At the last leg of the ARISE+ IPR GI seminars in Bangkok on 23 November, DIP Thailand Deputy Director General Wanpen Nicrovanachamrus said that their hard work in promoting knowledge of GIs in regional communities significantly contributed to the increase in the number of GIs registered for local products. Promotion of GI products has continued through activities at trade fairs, supermarket displays, social media and support on overseas campaigns. Of the 99 domestic GIs registered in Thailand, around 47 are for fruit and vegetables and 10 are for rice products.

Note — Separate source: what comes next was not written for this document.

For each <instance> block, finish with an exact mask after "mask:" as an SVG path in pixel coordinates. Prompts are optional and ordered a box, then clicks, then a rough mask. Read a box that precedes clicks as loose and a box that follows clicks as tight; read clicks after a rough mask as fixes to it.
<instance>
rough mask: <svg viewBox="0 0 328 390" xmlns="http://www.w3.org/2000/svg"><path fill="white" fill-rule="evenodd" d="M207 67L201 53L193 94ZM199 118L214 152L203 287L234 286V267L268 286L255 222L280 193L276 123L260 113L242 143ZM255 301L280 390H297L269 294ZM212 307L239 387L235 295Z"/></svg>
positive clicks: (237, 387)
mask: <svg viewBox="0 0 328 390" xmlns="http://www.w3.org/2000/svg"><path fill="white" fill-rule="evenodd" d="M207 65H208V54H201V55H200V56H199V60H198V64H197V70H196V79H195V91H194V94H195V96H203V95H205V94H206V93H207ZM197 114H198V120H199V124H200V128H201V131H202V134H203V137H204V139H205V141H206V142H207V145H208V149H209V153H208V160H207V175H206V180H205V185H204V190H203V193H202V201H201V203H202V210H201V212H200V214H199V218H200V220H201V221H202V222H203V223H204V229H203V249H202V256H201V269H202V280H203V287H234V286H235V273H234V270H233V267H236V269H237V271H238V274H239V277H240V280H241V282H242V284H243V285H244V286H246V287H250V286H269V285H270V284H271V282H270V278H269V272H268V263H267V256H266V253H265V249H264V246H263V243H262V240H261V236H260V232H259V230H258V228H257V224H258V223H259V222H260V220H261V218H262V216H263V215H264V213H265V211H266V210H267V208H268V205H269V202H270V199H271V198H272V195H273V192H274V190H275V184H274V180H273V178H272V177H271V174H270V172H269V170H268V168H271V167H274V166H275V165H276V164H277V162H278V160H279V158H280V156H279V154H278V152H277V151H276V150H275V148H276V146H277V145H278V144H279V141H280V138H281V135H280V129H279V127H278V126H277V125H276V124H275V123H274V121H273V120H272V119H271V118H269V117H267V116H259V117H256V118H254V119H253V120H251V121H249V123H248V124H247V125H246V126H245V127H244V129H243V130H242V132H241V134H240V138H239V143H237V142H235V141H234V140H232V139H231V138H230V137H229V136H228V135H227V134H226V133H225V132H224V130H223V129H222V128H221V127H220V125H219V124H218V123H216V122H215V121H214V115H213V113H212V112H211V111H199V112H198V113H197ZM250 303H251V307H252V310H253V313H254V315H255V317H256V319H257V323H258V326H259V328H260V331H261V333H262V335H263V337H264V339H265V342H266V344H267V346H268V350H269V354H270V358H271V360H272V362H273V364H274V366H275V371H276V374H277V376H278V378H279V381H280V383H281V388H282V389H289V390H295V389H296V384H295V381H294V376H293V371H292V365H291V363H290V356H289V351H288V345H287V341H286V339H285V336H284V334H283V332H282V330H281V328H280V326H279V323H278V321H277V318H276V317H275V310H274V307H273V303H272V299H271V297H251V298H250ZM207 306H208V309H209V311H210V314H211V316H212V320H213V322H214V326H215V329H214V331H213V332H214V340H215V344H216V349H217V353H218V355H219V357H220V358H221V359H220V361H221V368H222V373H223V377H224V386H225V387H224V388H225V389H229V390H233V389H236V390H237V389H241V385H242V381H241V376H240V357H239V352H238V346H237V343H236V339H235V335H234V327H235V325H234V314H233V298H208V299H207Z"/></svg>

Agriculture, SPS and Environment Counsellor Laurent Lourdais, EU Delegation to Thailand, explained the key features of the GI system in the EU and highlighted the benefits of GI protection more generally, such as maintaining economic activity and employment, biodiversity, sustainable agriculture, traditional culture and tourism. EU GI products command 2.23 times the price of comparable non-GI products, and account for EUR 11.5 billion in exports. Similarly, “a strong geographical indication protection system helps foster new markets for local producers across ASEAN and supports economic development in the region,” he said.
Granmonte Estate Oenologist Nikki Lohitnavy shared her experience in obtaining the recent registration for the Khao Yai Wine GI on behalf of Granmonte and the Thai Wine Association, and the anticipated benefits. “With this new development, we are well-placed to grow the reputation of Khao Yai wines by cementing stronger partnerships with our fellow producers and promoting the region’s unique climate and soil characteristics for making quality wines,” she said.
The GI seminars are the first of their kind to gather representatives from different regions across each country from both the public and private sectors and serve as a platform for knowledge, experience and networking exchange. Further support for GI producers and associations is foreseen under the ARISE+ IPR programme.